Informasi yang dihimpun Jawa Pos Radar Lawu,
penggerebekan bermula saat perempuan berkulit sawo matang itu
sebelumnya berkirim SMS dengan selingkuhannya. Keduanya akhirnya saling
berbalas chat yang menjurus arah seksual. Sebelum masuk ke
kamar, Ag memarkir sepeda motor Kawasaki Ninja RR tanpa pelat nopol di
kebun jati, sebelah bangunan bekas gudang tembakau. Jaraknya 10 meter
dari rumah He.
Setelah
mengendap-ngendap, Ag berhasil masuk kamar. Keduanya lantas bermesraan
di dalam kamar. Sekitar pukul 01.00 WIB, Fajar, salah seorang warga yang
rumahnya di depan gudang bekas merasa curiga. Dia melihat sepeda motor
Ninja RR tanpa nopol parkir di kebun jati. Pemuda 23 tahun mengira jika
itu motor maling. Selanjutnya Fajar menghubungi tiga teman lainnya untuk
mengecek motor asing itu.
Nah,
di sekitar lokasi motor terparkir ada bekas jejak kaki. Saat
ditelusuri, jejak kaki tersebut berujung di rumah He. Saat itu, lampu
utama rumah dalam kondisi padam, tapi lampu kamar He menyala. Karena
curiga, Fajar dan kawan-kawan (dkk) mengintip ke dalam kamar tersebut
melalui celah dinding yang terbuat dari blabak. ‘’Saya dilapori beberapa
pemuda jika sudah menggerebek pasangan mesum, pelaku He dan seorang
pemuda,’’ ujar Setiawan, kepala dusun di lingkungan He.
Kata
dia, para pemuda itu terkejut saat tahu yang ada dalam kamar adalah dua
orang beda jenis kelamin dalam kondisi bugil. Keduanya sedang
berhubungan badan selayaknya suami istri. Sosok perempuan tersebut sudah
dikenal sebagai He, sedangkan laki-laki terasa sangat asing. Fajar dkk
langsung meneriaki keduanya yang sedang melampiaskan syahwatnya itu.

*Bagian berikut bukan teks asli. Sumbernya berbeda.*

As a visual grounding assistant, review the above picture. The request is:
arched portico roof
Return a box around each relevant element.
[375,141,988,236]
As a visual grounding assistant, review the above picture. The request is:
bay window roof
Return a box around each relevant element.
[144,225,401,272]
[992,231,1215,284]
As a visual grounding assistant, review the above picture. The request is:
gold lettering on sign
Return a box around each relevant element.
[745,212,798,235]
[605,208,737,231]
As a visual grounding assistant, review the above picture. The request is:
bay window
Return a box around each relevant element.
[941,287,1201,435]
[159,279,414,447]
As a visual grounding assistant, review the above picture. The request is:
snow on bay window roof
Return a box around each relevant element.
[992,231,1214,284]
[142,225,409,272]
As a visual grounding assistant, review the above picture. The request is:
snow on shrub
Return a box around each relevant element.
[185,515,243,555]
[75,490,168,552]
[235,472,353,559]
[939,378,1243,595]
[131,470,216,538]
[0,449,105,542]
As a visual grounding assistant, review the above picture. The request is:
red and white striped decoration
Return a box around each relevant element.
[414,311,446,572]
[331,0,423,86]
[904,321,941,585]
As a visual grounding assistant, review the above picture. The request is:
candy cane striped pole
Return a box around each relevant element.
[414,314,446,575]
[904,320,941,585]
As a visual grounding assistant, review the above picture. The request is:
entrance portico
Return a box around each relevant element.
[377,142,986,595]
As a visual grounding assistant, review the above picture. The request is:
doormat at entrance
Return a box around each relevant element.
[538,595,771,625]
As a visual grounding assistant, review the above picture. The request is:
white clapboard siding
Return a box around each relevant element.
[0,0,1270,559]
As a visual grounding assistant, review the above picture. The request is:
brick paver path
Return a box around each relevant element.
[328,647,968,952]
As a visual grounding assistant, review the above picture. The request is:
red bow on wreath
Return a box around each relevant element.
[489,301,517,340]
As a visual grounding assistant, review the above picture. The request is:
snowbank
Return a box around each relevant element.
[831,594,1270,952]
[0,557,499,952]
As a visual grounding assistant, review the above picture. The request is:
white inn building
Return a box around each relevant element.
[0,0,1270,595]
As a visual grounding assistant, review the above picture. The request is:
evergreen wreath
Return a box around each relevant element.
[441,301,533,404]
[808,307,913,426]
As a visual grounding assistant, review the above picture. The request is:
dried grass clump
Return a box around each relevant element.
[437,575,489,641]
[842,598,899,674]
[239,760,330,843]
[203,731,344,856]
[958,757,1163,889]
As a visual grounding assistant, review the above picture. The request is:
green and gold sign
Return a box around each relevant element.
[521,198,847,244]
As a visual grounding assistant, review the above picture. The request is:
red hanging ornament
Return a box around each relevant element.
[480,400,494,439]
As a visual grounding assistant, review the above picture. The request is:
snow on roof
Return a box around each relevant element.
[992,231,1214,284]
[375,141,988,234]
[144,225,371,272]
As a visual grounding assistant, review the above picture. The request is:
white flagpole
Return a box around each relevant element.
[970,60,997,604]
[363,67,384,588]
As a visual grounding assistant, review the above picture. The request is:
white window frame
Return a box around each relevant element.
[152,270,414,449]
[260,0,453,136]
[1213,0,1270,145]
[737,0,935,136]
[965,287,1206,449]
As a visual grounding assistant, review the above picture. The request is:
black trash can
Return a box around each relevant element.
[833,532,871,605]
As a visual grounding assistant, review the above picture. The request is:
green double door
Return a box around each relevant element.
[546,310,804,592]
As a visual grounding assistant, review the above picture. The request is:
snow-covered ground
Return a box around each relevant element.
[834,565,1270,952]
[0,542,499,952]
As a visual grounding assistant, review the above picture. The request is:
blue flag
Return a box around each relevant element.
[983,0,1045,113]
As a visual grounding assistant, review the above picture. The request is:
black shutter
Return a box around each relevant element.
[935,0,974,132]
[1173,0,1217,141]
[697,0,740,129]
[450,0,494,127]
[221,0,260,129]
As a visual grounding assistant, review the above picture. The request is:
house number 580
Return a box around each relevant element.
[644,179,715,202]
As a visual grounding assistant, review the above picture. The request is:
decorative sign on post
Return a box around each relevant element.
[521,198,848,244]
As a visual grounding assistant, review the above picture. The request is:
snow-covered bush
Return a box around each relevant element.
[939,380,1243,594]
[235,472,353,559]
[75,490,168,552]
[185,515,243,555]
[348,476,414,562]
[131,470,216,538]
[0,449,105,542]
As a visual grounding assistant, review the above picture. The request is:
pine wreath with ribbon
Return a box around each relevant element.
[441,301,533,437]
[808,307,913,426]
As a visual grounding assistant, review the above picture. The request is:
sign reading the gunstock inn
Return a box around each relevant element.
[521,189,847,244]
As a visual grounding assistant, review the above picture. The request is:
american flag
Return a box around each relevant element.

Karena teriakan tersebut, He dan Ag tersentak kaget. Buru-buru keduanya
mengenakan pakaian. Salah seorang teman Fajar lalu menelepon Polsek
Karangjati dan kemudian melakukan penggerebekan dalam rumah. ‘’Suaminya
juga kami panggil untuk datang langsung ke lokasi,’’ jelasnya.
Setiawan
mengatakan jikaAg masuk ke dalam rumah He melalui pintu belakang.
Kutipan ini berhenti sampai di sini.